John Lewis — Get in the Way, a documentary about the Democratic congressman and civil-rights leader, is a late addition to PBS’s featured programming for Black History Month.

Initiated by director Kathleen Dowdey more than 20 years ago, the film will be released for national broadcast at 10:30 p.m. Eastern time Friday. Stations covering 95 percent of television markets will broadcast Get in the Way, and 159 will air it at feed, according to publicist Cara White. 

PBS scheduled the documentary after Georgia Public Broadcasting, one of two stations in Rep. Lewis’ district, picked it up as a local special. The PBS airing was in the works well before Lewis challenged the legitimacy of Donald Trump’s election during a Jan. 15 appearance on Meet the Press. Trump, who had not yet been inaugurated, took to Twitter to blast Lewis just before the federal holiday honoring Rev. Martin Luther King Jr.  

PBS put some distance between the controversy and its Jan. 6 decision to add the film to its lineup for Black History Month. Get in the Way was scheduled “prior to any conversations about then President-elect Donald Trump and Congressman John Lewis,” said Jennifer Byrne, senior director of media relations, in an email. PBS announced the film’s national debut Jan. 17 during the Television Critics Association Press Tour.

Dowdey (Photo: Charles Schner)

Dowdey (Photo: Charles Schner)

Dowdey, a Los Angeles–based director and producer, is thrilled that her documentary is being featured on PBS, she said. “It’s a prestigious PBS month that gets a lot of media attention,” she said.

She began filming in the early 1990s, when she lived in Lewis’ congressional district in Atlanta. At the time, Lewis was serving his freshman term in the House of Representatives. Dowdey, who had previously directed both documentary and dramatic films including Celtic Trilogy and Blue Heaven, interviewed him for a documentary about antisegregationist newspaper editor Ralph McGill.

“‘Tell us a little bit about your past’ is a big question for Lewis,” Dowdey recalled. “I was just stunned at his stories. He was a master storyteller.”

Lewis was a student activist and leader during the Civil Rights movement. He participated in lunch counter sit-ins in Nashville in 1960 and the Freedom Rides that called attention to segregation across the South in 1961. As chairman of the Student Nonviolent Coordinating Committee, he helped organize the 1963 March on Washington and the Bloody Sunday March in Selma, Ala.

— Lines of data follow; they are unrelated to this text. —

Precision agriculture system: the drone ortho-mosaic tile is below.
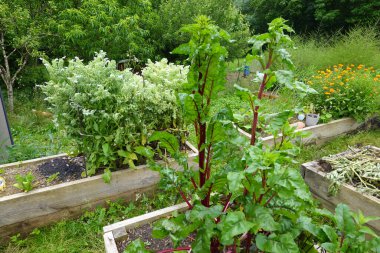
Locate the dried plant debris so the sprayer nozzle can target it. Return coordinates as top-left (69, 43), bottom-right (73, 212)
top-left (319, 146), bottom-right (380, 198)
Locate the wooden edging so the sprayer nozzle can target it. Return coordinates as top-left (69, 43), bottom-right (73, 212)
top-left (103, 203), bottom-right (188, 253)
top-left (301, 151), bottom-right (380, 235)
top-left (0, 143), bottom-right (198, 241)
top-left (238, 118), bottom-right (361, 146)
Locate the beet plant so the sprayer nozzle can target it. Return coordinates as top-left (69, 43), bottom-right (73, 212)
top-left (126, 16), bottom-right (378, 253)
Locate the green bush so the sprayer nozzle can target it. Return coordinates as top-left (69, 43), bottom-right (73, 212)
top-left (16, 65), bottom-right (49, 88)
top-left (305, 64), bottom-right (380, 120)
top-left (42, 52), bottom-right (188, 174)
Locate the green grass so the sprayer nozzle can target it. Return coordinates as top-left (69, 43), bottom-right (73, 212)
top-left (291, 27), bottom-right (380, 76)
top-left (0, 129), bottom-right (380, 253)
top-left (297, 129), bottom-right (380, 164)
top-left (0, 89), bottom-right (73, 164)
top-left (0, 193), bottom-right (178, 253)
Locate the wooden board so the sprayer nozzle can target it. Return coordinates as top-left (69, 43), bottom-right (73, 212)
top-left (0, 153), bottom-right (197, 240)
top-left (103, 203), bottom-right (188, 253)
top-left (238, 118), bottom-right (361, 146)
top-left (301, 161), bottom-right (380, 235)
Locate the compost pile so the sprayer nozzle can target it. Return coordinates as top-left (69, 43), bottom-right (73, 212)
top-left (320, 146), bottom-right (380, 198)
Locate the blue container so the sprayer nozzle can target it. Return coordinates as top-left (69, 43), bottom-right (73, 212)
top-left (244, 66), bottom-right (250, 77)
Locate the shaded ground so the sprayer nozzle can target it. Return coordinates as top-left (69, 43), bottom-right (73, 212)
top-left (117, 224), bottom-right (195, 252)
top-left (0, 157), bottom-right (84, 197)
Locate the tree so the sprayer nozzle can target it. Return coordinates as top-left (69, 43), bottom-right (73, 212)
top-left (234, 0), bottom-right (380, 33)
top-left (150, 0), bottom-right (250, 59)
top-left (235, 0), bottom-right (317, 33)
top-left (48, 0), bottom-right (154, 61)
top-left (315, 0), bottom-right (380, 30)
top-left (0, 0), bottom-right (39, 112)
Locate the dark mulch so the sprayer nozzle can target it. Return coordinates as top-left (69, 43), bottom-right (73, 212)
top-left (117, 224), bottom-right (195, 252)
top-left (37, 157), bottom-right (84, 182)
top-left (0, 156), bottom-right (85, 197)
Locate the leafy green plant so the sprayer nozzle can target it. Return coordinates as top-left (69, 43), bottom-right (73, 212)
top-left (42, 52), bottom-right (188, 177)
top-left (130, 16), bottom-right (322, 253)
top-left (13, 172), bottom-right (34, 192)
top-left (299, 204), bottom-right (380, 253)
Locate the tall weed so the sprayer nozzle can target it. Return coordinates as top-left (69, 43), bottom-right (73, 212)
top-left (291, 26), bottom-right (380, 77)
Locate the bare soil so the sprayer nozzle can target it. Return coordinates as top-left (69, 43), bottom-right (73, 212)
top-left (0, 145), bottom-right (192, 197)
top-left (0, 156), bottom-right (84, 197)
top-left (116, 224), bottom-right (195, 252)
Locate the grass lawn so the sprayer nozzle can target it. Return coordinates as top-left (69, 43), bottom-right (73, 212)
top-left (0, 129), bottom-right (380, 253)
top-left (0, 90), bottom-right (73, 164)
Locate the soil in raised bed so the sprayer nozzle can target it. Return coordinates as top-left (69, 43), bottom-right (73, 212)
top-left (116, 224), bottom-right (196, 252)
top-left (0, 156), bottom-right (84, 197)
top-left (318, 146), bottom-right (380, 198)
top-left (0, 145), bottom-right (191, 197)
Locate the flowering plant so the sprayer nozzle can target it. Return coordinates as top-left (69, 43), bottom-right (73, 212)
top-left (307, 64), bottom-right (380, 120)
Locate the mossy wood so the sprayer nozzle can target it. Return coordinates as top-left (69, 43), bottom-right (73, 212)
top-left (238, 118), bottom-right (361, 146)
top-left (301, 147), bottom-right (380, 235)
top-left (0, 145), bottom-right (197, 241)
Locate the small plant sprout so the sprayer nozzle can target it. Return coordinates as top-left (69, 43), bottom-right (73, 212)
top-left (13, 172), bottom-right (34, 192)
top-left (46, 172), bottom-right (59, 184)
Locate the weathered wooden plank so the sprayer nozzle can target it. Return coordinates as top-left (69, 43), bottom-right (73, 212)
top-left (301, 162), bottom-right (380, 234)
top-left (103, 203), bottom-right (188, 235)
top-left (238, 118), bottom-right (361, 146)
top-left (0, 151), bottom-right (197, 242)
top-left (103, 203), bottom-right (188, 253)
top-left (103, 232), bottom-right (119, 253)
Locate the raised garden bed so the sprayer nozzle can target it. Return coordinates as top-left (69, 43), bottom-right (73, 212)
top-left (103, 203), bottom-right (188, 253)
top-left (238, 118), bottom-right (361, 146)
top-left (301, 146), bottom-right (380, 235)
top-left (0, 143), bottom-right (197, 241)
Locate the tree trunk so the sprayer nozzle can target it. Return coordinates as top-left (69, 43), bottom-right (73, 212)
top-left (7, 84), bottom-right (14, 113)
top-left (0, 32), bottom-right (29, 113)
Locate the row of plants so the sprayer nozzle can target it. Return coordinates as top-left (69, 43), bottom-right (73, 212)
top-left (0, 130), bottom-right (380, 253)
top-left (303, 64), bottom-right (380, 122)
top-left (122, 16), bottom-right (379, 253)
top-left (41, 55), bottom-right (188, 178)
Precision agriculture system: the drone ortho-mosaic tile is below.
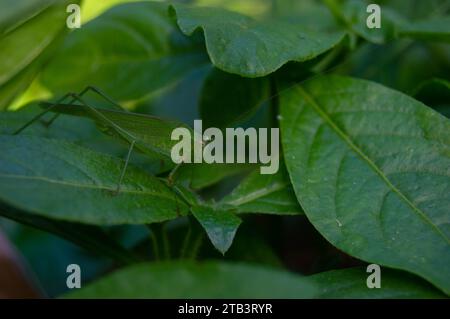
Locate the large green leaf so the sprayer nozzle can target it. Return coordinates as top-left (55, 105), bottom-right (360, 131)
top-left (66, 261), bottom-right (314, 299)
top-left (40, 2), bottom-right (207, 103)
top-left (199, 69), bottom-right (269, 128)
top-left (308, 268), bottom-right (445, 299)
top-left (0, 135), bottom-right (187, 225)
top-left (192, 206), bottom-right (241, 254)
top-left (0, 0), bottom-right (55, 36)
top-left (176, 163), bottom-right (254, 190)
top-left (280, 76), bottom-right (450, 293)
top-left (0, 1), bottom-right (77, 109)
top-left (399, 16), bottom-right (450, 43)
top-left (171, 5), bottom-right (344, 77)
top-left (220, 165), bottom-right (303, 215)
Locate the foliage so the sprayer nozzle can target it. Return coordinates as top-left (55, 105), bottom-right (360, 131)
top-left (0, 0), bottom-right (450, 298)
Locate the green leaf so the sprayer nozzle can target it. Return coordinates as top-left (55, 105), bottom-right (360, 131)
top-left (0, 202), bottom-right (138, 265)
top-left (0, 135), bottom-right (188, 225)
top-left (280, 76), bottom-right (450, 293)
top-left (219, 164), bottom-right (303, 215)
top-left (40, 2), bottom-right (207, 103)
top-left (41, 102), bottom-right (195, 168)
top-left (413, 78), bottom-right (450, 118)
top-left (308, 268), bottom-right (445, 299)
top-left (170, 5), bottom-right (344, 77)
top-left (399, 16), bottom-right (450, 43)
top-left (176, 163), bottom-right (254, 190)
top-left (192, 206), bottom-right (242, 254)
top-left (199, 69), bottom-right (269, 128)
top-left (0, 0), bottom-right (54, 36)
top-left (0, 1), bottom-right (77, 109)
top-left (65, 261), bottom-right (314, 299)
top-left (325, 0), bottom-right (404, 44)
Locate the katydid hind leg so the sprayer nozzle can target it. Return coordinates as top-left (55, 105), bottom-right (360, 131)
top-left (78, 85), bottom-right (128, 112)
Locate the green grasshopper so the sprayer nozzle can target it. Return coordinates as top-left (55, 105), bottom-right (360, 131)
top-left (13, 86), bottom-right (199, 194)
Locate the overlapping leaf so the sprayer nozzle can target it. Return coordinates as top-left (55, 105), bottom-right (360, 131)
top-left (0, 135), bottom-right (188, 225)
top-left (220, 165), bottom-right (303, 215)
top-left (308, 268), bottom-right (445, 299)
top-left (40, 2), bottom-right (207, 103)
top-left (0, 1), bottom-right (77, 109)
top-left (280, 76), bottom-right (450, 294)
top-left (192, 206), bottom-right (241, 254)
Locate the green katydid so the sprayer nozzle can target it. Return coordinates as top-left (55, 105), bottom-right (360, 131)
top-left (14, 86), bottom-right (203, 194)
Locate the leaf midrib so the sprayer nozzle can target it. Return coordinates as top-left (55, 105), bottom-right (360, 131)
top-left (227, 183), bottom-right (288, 206)
top-left (0, 174), bottom-right (175, 201)
top-left (297, 85), bottom-right (450, 244)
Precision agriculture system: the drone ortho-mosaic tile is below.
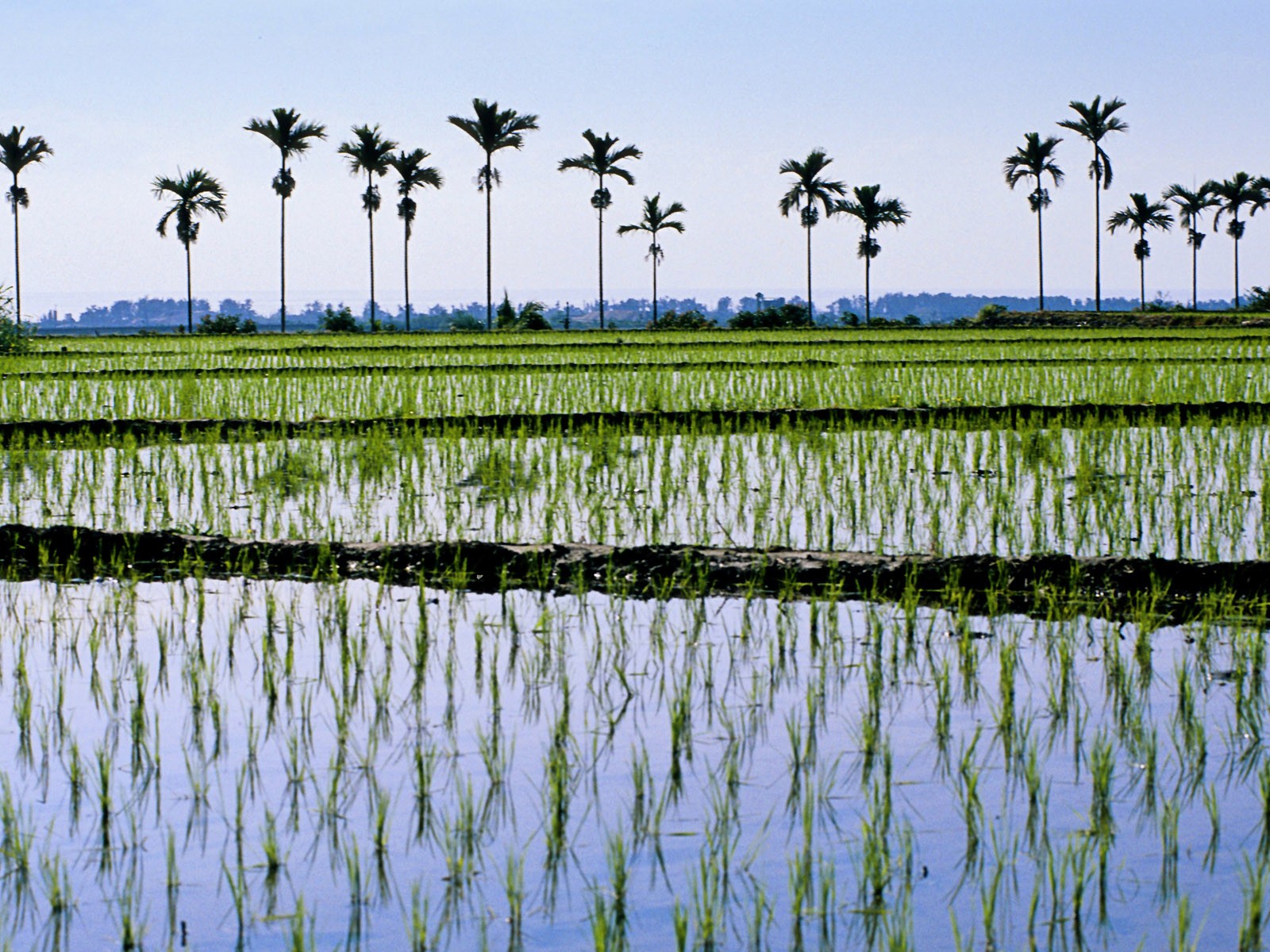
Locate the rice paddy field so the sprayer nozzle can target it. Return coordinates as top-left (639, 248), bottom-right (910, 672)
top-left (0, 328), bottom-right (1270, 952)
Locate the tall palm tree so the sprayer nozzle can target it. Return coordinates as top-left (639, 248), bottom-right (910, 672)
top-left (618, 192), bottom-right (687, 324)
top-left (837, 186), bottom-right (908, 321)
top-left (1003, 132), bottom-right (1063, 311)
top-left (1164, 184), bottom-right (1218, 311)
top-left (0, 125), bottom-right (53, 324)
top-left (389, 148), bottom-right (444, 332)
top-left (152, 169), bottom-right (225, 334)
top-left (243, 106), bottom-right (326, 334)
top-left (338, 123), bottom-right (396, 332)
top-left (560, 129), bottom-right (644, 330)
top-left (1107, 192), bottom-right (1173, 311)
top-left (1204, 171), bottom-right (1262, 311)
top-left (1058, 97), bottom-right (1129, 311)
top-left (779, 148), bottom-right (847, 319)
top-left (449, 99), bottom-right (538, 330)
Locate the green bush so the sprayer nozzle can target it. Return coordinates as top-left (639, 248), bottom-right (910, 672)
top-left (0, 288), bottom-right (32, 357)
top-left (194, 313), bottom-right (256, 335)
top-left (318, 305), bottom-right (362, 334)
top-left (648, 311), bottom-right (716, 330)
top-left (728, 305), bottom-right (815, 330)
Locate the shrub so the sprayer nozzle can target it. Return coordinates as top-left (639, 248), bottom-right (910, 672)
top-left (0, 288), bottom-right (32, 357)
top-left (648, 311), bottom-right (716, 330)
top-left (194, 313), bottom-right (256, 335)
top-left (318, 305), bottom-right (362, 334)
top-left (728, 305), bottom-right (815, 330)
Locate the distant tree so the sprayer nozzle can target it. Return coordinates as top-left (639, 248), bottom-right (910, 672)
top-left (837, 186), bottom-right (908, 321)
top-left (1164, 184), bottom-right (1218, 311)
top-left (1058, 97), bottom-right (1129, 311)
top-left (152, 169), bottom-right (225, 334)
top-left (389, 148), bottom-right (444, 334)
top-left (618, 192), bottom-right (687, 322)
top-left (449, 99), bottom-right (538, 330)
top-left (1005, 132), bottom-right (1063, 311)
top-left (243, 106), bottom-right (326, 334)
top-left (1107, 192), bottom-right (1173, 311)
top-left (0, 125), bottom-right (53, 325)
top-left (1204, 171), bottom-right (1265, 311)
top-left (338, 123), bottom-right (396, 332)
top-left (560, 129), bottom-right (644, 330)
top-left (779, 148), bottom-right (847, 316)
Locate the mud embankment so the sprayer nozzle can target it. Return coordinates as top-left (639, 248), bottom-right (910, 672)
top-left (0, 525), bottom-right (1270, 617)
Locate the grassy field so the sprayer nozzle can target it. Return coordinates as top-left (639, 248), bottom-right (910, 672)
top-left (0, 328), bottom-right (1270, 952)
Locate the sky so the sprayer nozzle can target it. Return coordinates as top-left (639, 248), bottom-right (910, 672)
top-left (7, 0), bottom-right (1270, 321)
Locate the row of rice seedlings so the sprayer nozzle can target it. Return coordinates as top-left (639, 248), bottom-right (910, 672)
top-left (0, 350), bottom-right (1270, 420)
top-left (0, 425), bottom-right (1270, 560)
top-left (0, 579), bottom-right (1270, 950)
top-left (10, 332), bottom-right (1268, 374)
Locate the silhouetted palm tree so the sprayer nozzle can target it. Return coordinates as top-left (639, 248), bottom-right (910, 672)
top-left (152, 169), bottom-right (225, 334)
top-left (243, 106), bottom-right (326, 334)
top-left (338, 123), bottom-right (396, 332)
top-left (779, 148), bottom-right (847, 320)
top-left (1164, 184), bottom-right (1217, 311)
top-left (560, 129), bottom-right (644, 330)
top-left (1058, 97), bottom-right (1129, 311)
top-left (1107, 192), bottom-right (1173, 311)
top-left (0, 125), bottom-right (53, 324)
top-left (389, 148), bottom-right (444, 332)
top-left (837, 186), bottom-right (908, 321)
top-left (618, 192), bottom-right (687, 324)
top-left (449, 99), bottom-right (538, 330)
top-left (1204, 171), bottom-right (1264, 311)
top-left (1005, 132), bottom-right (1063, 311)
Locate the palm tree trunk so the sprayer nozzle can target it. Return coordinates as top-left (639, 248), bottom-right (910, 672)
top-left (13, 175), bottom-right (21, 324)
top-left (485, 152), bottom-right (494, 330)
top-left (1234, 219), bottom-right (1240, 311)
top-left (278, 187), bottom-right (287, 334)
top-left (1094, 156), bottom-right (1103, 311)
top-left (599, 175), bottom-right (605, 330)
top-left (806, 225), bottom-right (814, 321)
top-left (366, 173), bottom-right (379, 334)
top-left (652, 248), bottom-right (656, 328)
top-left (865, 255), bottom-right (872, 324)
top-left (402, 222), bottom-right (410, 334)
top-left (1037, 191), bottom-right (1045, 311)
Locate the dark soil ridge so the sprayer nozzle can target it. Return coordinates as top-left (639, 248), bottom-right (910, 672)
top-left (0, 358), bottom-right (847, 379)
top-left (0, 524), bottom-right (1270, 614)
top-left (0, 401), bottom-right (1270, 448)
top-left (32, 325), bottom-right (1270, 359)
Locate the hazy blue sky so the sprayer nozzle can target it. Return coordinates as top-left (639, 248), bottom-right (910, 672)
top-left (10, 0), bottom-right (1270, 313)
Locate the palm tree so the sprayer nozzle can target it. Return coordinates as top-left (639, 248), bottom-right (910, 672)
top-left (779, 148), bottom-right (847, 319)
top-left (837, 186), bottom-right (908, 321)
top-left (243, 106), bottom-right (326, 334)
top-left (1107, 192), bottom-right (1173, 311)
top-left (338, 123), bottom-right (396, 332)
top-left (0, 125), bottom-right (53, 324)
top-left (449, 99), bottom-right (538, 330)
top-left (560, 129), bottom-right (644, 330)
top-left (152, 169), bottom-right (225, 334)
top-left (389, 148), bottom-right (444, 332)
top-left (1058, 97), bottom-right (1129, 311)
top-left (1164, 184), bottom-right (1218, 311)
top-left (618, 192), bottom-right (687, 324)
top-left (1204, 171), bottom-right (1264, 311)
top-left (1005, 132), bottom-right (1063, 311)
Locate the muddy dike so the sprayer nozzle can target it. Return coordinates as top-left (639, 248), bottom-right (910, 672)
top-left (0, 401), bottom-right (1270, 448)
top-left (0, 524), bottom-right (1270, 618)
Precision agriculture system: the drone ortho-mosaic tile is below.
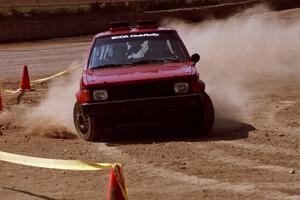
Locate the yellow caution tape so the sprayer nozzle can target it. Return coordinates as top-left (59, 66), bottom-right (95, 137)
top-left (0, 151), bottom-right (128, 200)
top-left (30, 65), bottom-right (81, 84)
top-left (0, 151), bottom-right (114, 171)
top-left (0, 65), bottom-right (81, 94)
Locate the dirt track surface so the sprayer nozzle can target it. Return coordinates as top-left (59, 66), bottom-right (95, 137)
top-left (0, 10), bottom-right (300, 200)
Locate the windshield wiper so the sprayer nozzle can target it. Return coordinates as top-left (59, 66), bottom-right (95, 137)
top-left (131, 58), bottom-right (180, 65)
top-left (90, 63), bottom-right (132, 69)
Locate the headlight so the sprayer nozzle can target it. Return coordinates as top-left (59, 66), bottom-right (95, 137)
top-left (174, 82), bottom-right (189, 94)
top-left (93, 90), bottom-right (108, 101)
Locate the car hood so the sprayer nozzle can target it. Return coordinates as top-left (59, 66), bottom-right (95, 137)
top-left (83, 62), bottom-right (197, 87)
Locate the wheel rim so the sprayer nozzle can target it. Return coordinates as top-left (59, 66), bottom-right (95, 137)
top-left (77, 114), bottom-right (90, 135)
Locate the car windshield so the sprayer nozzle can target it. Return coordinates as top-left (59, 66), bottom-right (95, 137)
top-left (89, 31), bottom-right (188, 69)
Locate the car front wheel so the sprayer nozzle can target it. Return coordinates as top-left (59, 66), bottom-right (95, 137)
top-left (73, 103), bottom-right (99, 141)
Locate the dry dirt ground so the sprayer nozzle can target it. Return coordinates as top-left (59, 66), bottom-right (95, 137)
top-left (0, 7), bottom-right (300, 200)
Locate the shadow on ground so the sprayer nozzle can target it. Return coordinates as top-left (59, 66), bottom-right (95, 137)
top-left (106, 119), bottom-right (255, 146)
top-left (2, 187), bottom-right (58, 200)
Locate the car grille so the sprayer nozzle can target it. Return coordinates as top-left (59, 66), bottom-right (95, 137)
top-left (95, 81), bottom-right (175, 101)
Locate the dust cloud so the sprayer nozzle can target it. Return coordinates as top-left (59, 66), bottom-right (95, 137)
top-left (0, 64), bottom-right (82, 139)
top-left (163, 5), bottom-right (300, 120)
top-left (0, 6), bottom-right (300, 138)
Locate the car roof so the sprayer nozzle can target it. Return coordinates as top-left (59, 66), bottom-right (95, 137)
top-left (95, 27), bottom-right (175, 38)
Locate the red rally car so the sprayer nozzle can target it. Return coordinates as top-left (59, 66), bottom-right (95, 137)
top-left (73, 21), bottom-right (214, 141)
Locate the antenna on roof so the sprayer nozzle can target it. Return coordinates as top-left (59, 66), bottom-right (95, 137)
top-left (109, 21), bottom-right (130, 31)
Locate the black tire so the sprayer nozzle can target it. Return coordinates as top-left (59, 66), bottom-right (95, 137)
top-left (184, 92), bottom-right (215, 136)
top-left (73, 103), bottom-right (101, 141)
top-left (201, 92), bottom-right (215, 135)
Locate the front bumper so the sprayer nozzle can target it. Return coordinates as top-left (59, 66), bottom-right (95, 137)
top-left (81, 94), bottom-right (203, 123)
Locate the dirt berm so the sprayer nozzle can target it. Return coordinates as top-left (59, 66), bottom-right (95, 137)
top-left (0, 0), bottom-right (300, 43)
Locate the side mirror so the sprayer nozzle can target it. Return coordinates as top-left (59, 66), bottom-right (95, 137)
top-left (191, 53), bottom-right (200, 65)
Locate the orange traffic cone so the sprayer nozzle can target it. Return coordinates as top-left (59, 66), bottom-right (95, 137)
top-left (107, 165), bottom-right (128, 200)
top-left (21, 65), bottom-right (31, 90)
top-left (0, 89), bottom-right (3, 111)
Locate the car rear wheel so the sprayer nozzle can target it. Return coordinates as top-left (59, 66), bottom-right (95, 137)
top-left (73, 103), bottom-right (101, 141)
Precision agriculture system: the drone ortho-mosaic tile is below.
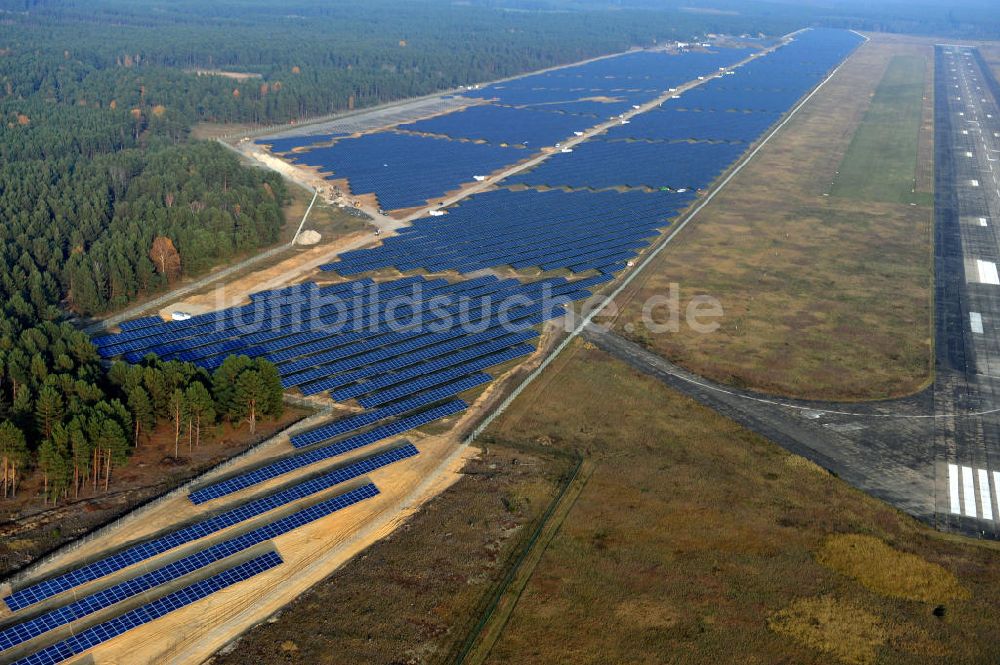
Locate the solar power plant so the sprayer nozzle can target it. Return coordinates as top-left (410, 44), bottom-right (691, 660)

“He was right in the middle of it all, he got arrested, he got beaten,” Dowdey said of Lewis’s role in the movement. “That for me made it a particularly powerful project.”

After she first interviewed Lewis in the late 1980s, Dowdey began to shoot footage for a documentary. But she didn’t have funding to move forward with the production and put away the footage.

Dowdey went on to direct and produce other documentaries and TV series, including episodes of Dr. Phil and Life Moments, an inspirational reality TV series about the lives of women.

Rep. Lewis prepares to vote at his local polling station. (Photo: Courtesy Early Light Productions)

Rep. Lewis prepares to vote at his local polling station. (Photo: Courtesy Early Light Productions)

She revived the Lewis biography in 2010, after the congressman reviewed her archived footage and agreed to participate in the film. He was especially moved by film of his return to his family home in Pike County, Ala., she said. The sequence is the opening scene in the documentary.

Dowdey resumed shooting, following Lewis in his day-to-day life and participation in contemporary events such as the 50th anniversary of the March on Washington. The completed film, which was funded in part by a Kickstarter campaign, traces Lewis’ life from the beginnings of his activism at age 15.

“It’s a very personalized version of his role in the civil rights movement,” Dowdey said. “[It’s] the thing that makes it different and emotional.”

She chose one of Lewis’s mottos as the film’s title, Get in the Way, and hopes it will inspire viewers.

“His activism and a commitment to nonviolence will both educate people and give them an example,” Dowdey said. “I [hope they] consider ways to ‘get in the way,’ which is not only a favorite phrase of his, but a directive.”